January 31, 2023

Dispatch, Dispatch, Dispatch

The famous Nvidia’s “Batch, Batch, Batch” recommendation was a must-have recipe for scenes with a lot of small objects. The trick is in combining small draw calls together, so GPU always has triangles to process without waiting for the CPU. It was essential at the time of D3D9. Hopefully, modern Mesh Shaders or Instancing can cranch small batches very well on modern APIs and GPUs.

But how about compute? One hundred of empty compute shaders is fine. One thousand is a problem that can cost up to 10ms, especially if the shaders are indirect. APIs are not trying to solve this problem. We still don’t have callable shaders and multiDispachIndirect(). And what can we do with that? Yes, the old fashon “Batch, Batch, Batch” is here again.

Tellusim pipeline is completely GPU-driven, which means that we have tons of dispatches. A GPU-driven pipeline is slower than CPU-driven when we have just a few objects. And it really shines when the scene is not that simple. We have a fixed overhead from compute shaders dispatching. And this overhead is the same for single viewport or multiple viewport rendering because we are doing “Dispatch, Dispatch, Dispatch” for every compute shader call. That makes stereo or multiple-viewport rendering faster than the serial, so we can easily handle multiple Headsets from a single GPU or connect as many displays as we can.

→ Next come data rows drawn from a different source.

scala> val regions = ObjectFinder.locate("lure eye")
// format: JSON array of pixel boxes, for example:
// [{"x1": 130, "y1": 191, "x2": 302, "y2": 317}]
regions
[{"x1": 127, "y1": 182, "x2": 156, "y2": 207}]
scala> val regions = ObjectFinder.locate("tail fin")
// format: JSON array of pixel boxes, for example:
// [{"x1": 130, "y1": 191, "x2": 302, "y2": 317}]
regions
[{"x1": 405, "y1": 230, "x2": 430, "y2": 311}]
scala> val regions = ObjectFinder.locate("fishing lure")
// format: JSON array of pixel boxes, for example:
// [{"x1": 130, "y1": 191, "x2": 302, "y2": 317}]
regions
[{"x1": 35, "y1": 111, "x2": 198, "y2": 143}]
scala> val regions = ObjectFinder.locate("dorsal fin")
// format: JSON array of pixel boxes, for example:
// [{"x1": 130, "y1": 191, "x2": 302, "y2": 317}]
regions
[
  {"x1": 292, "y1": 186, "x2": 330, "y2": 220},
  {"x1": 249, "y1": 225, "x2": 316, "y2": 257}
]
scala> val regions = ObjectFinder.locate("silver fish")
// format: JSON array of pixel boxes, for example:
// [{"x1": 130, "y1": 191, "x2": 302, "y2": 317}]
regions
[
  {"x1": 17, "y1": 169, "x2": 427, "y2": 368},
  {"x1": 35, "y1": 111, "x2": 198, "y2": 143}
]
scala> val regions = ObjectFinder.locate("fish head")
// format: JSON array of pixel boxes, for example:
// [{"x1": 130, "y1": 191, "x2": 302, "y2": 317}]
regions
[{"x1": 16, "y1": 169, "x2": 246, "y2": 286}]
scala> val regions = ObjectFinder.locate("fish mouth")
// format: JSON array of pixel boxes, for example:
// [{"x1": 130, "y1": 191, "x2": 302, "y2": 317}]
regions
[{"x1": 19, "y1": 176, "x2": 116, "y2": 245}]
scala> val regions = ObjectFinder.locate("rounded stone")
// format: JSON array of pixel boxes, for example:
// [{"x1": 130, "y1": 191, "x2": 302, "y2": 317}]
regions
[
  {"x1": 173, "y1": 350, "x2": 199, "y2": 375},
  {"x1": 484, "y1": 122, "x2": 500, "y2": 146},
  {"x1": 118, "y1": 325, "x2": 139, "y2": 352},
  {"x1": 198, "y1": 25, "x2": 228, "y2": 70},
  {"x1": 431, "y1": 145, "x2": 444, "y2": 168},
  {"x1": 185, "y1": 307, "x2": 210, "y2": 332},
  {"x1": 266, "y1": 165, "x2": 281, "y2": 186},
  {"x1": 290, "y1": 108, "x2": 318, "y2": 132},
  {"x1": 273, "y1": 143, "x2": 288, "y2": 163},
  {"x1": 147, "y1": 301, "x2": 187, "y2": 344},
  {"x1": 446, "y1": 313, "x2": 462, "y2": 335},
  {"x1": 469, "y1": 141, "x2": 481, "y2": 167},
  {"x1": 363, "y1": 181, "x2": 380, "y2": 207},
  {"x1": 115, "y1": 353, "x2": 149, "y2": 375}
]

21K dynamic objects with unique materials, light with four split PSSM shadow map, six 1024×1024 viewports, and zero CPU load:

VK Serial/Parallel D3D12 Serial/Parallel D3D11 Serial/Parallel GL Serial/Parallel Metal Serial/Parallel
GeForce 3090 163/255 FPS 159/209 FPS 64/112 FPS 139/224 FPS
GeForce 2080 Ti 94/169 FPS 129/167 FPS 76/114 FPS N/A
Radeon 6900 XT 180/211 FPS 162/188 FPS 156/180 FPS 165/188 FPS
Radeon 6700 XT 126/142 FPS 127/139 FPS 122/136 FPS 132/146 FPS
Radeon 6600 66/74 FPS
Intel Arc A380 29/31 FPS 2/3 FPS 5/5 FPS N/A
Apple M1 Max 58/71 FPS
Apple M1 25/27 FPS

We have 50% better performance on Nvidia. Our advice is simple: combine dispatches of same compute shaders together and minimize the number of compute shader switches. Because a: D; b: D; a: D; b: D is slower than a: D, D; b: D, D.